November 11, 2021 by Jake Hertz

At this year’s Accelerated Data Center Premiere event, AMD announced a new family of accelerators, the Instinct MI200 series, that claims to literally speed up high-performance computing (HPC) in data centers.

The role of the data center and cloud computing is increasing significantly with new applications like AI, and even more recently, “the metaverse” (or AR/VR). 

Hoping to fuel these growing applications, hardware companies have invested heavily to develop new computing resources for HPC in the data center. 

One of the companies at the forefront of this development is AMD, and this week they held their virtual Accelerated Data Center Premiere. At this event, AMD discussed a plethora of new developments that they’ve been working on, the highlight of which is its new AMD Instinct MI200 series accelerators

 

An image of AMD's latest Instinct accelerators. Image used courtesy of AMD

 

In this article, we’ll look deeper at AMD’s new family of HPC accelerators and cover some of the innovations that the family is trying to bring. 

 

The Instinct MI200 Series 

The most notable announcement from AMD’s event earlier this week was releasing a new family of HPC accelerators, the Instinct MI200 Series. According to AMD, the MI200 series benefits from three major areas of innovation. 

First, the new series is based on the new and improved 2nd Gen, CDNA 2 architecture. This architecture works to improve computational capabilities and throughput via improved Matrix Core Technology. 

Building on the 1st Gen architecture, the 2nd Gen enables support for a wider range of data types and applications such as FP64 for scientific computing. Even more granularly, the architecture consists of 880 matrix cores where the compute unit (CU) arrays are split into four “shader engines.”

 

A block diagram for the CDNA architecture which offers up to 8 Infinity Fabric links in the MI200 series.

A block diagram for the CDNA architecture which offers up to 8 Infinity Fabric links in the MI200 series. Image used courtesy of AMD

 

Second, the new architecture leverages AMD’s 3rd Gen Infinity Fabric technology. Infinity Fabric is AMD’s proprietary interconnect architecture that allows for improved communication between multiple blocks of a heterogeneous computing system, including CPUs and GPUs. 

Whereas the previous generation relied on standard PCIe for communication to the host processor and only had three Infinity Fabric links for GPUs, the MI200 Series offers up to eight Infinity Fabric links for connection to the host processor and GPUS. 

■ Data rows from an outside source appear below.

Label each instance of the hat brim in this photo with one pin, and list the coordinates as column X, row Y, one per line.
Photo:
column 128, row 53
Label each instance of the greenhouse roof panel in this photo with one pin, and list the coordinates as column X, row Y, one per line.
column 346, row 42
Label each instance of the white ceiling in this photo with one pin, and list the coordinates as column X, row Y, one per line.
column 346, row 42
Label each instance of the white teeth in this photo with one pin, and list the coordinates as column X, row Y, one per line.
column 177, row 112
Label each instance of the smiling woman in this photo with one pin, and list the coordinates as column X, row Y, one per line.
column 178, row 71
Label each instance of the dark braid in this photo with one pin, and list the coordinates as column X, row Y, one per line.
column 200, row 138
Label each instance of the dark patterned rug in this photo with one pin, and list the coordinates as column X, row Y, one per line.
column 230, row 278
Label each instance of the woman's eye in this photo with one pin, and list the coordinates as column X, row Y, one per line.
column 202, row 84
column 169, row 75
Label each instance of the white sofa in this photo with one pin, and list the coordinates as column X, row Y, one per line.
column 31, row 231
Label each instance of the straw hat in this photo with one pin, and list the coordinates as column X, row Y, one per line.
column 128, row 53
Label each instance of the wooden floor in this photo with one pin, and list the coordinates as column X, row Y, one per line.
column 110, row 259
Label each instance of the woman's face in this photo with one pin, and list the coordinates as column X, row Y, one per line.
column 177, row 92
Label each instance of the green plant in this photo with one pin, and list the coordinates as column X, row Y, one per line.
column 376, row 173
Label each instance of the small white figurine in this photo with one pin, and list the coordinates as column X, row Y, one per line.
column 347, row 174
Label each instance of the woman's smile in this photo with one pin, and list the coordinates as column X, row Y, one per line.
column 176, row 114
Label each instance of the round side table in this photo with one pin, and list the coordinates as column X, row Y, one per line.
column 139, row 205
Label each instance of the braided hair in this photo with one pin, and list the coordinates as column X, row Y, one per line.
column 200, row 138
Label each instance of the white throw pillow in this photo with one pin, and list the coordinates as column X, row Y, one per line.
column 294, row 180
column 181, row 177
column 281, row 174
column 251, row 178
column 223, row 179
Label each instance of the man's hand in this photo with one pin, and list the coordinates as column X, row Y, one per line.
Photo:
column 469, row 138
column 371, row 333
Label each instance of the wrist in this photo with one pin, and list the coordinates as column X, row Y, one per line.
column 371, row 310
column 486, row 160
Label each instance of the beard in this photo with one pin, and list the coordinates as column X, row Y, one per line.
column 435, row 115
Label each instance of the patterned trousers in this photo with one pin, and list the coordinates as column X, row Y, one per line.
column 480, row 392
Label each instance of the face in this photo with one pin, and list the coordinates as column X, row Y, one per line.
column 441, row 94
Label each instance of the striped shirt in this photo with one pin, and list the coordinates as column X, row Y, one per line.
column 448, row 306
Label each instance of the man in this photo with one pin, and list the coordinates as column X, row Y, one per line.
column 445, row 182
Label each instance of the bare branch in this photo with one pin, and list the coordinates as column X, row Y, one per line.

Lastly, AMD claims advances in packaging technology have been a huge boon for the MI200 Series. AMD states that the new series introduces the industry’s first multi-die GPU design with 2.5D Elevated Fanout Bridge. 

Altogether, the MI200’s packaging is said to deliver approximately 2x more cores and roughly 3x higher memory bandwidth than previous-gen GPUs.

Now that the general concept of these accelerators is understood, let's take a look at the specs for the MI250X, specifically.

 

Instinct MI250X's Specs

The flagship product in the new MI200 series is the MI250X, which AMD claims to be the world’s fastest HPC and AI. 

Featuring 220 compute units and 14,080 stream processors, the Instinct MI250X is said to deliver 4x improvement over its most competitive GPUs. 

For double-precision FP64 and FP32, the processor tops out at 47.9 TFLOPs, and, thanks to the new FP64 Matrix Core technology, it achieves up to 95.7 TFLOPs double precision (FP64 Matrix) peak theoretical performance. When scaled down to FP16, the GPU reaches 383 TFLOPs peak theoretical performance. 

 

The M1250X performance versus NVIDIA’s A100.

The MI250X performance versus NVIDIA’s A100. Image used courtesy of AMD

 

In terms of memory performance, the MI250X claims to offer the industry’s best aggregate peak theoretical memory bandwidth of 3.2 terabytes per second, a number representing a 2.7x improvement over previous generations. Additionally, this GPU comes with a memory size of 128 GB HBM2e and a memory clock speed reaching up to 1.6 GHz.

 

Big Releases From AMD 

Whenever someone releases a new product that claims to be “the industry’s fastest,” it’s always exciting news. With the new Instinct MI200 GPU family from AMD, the company looks to have positioned itself as an undeniable industry leader in the HPC space. This innovation could be a good place for HPC to get a boost to the next level.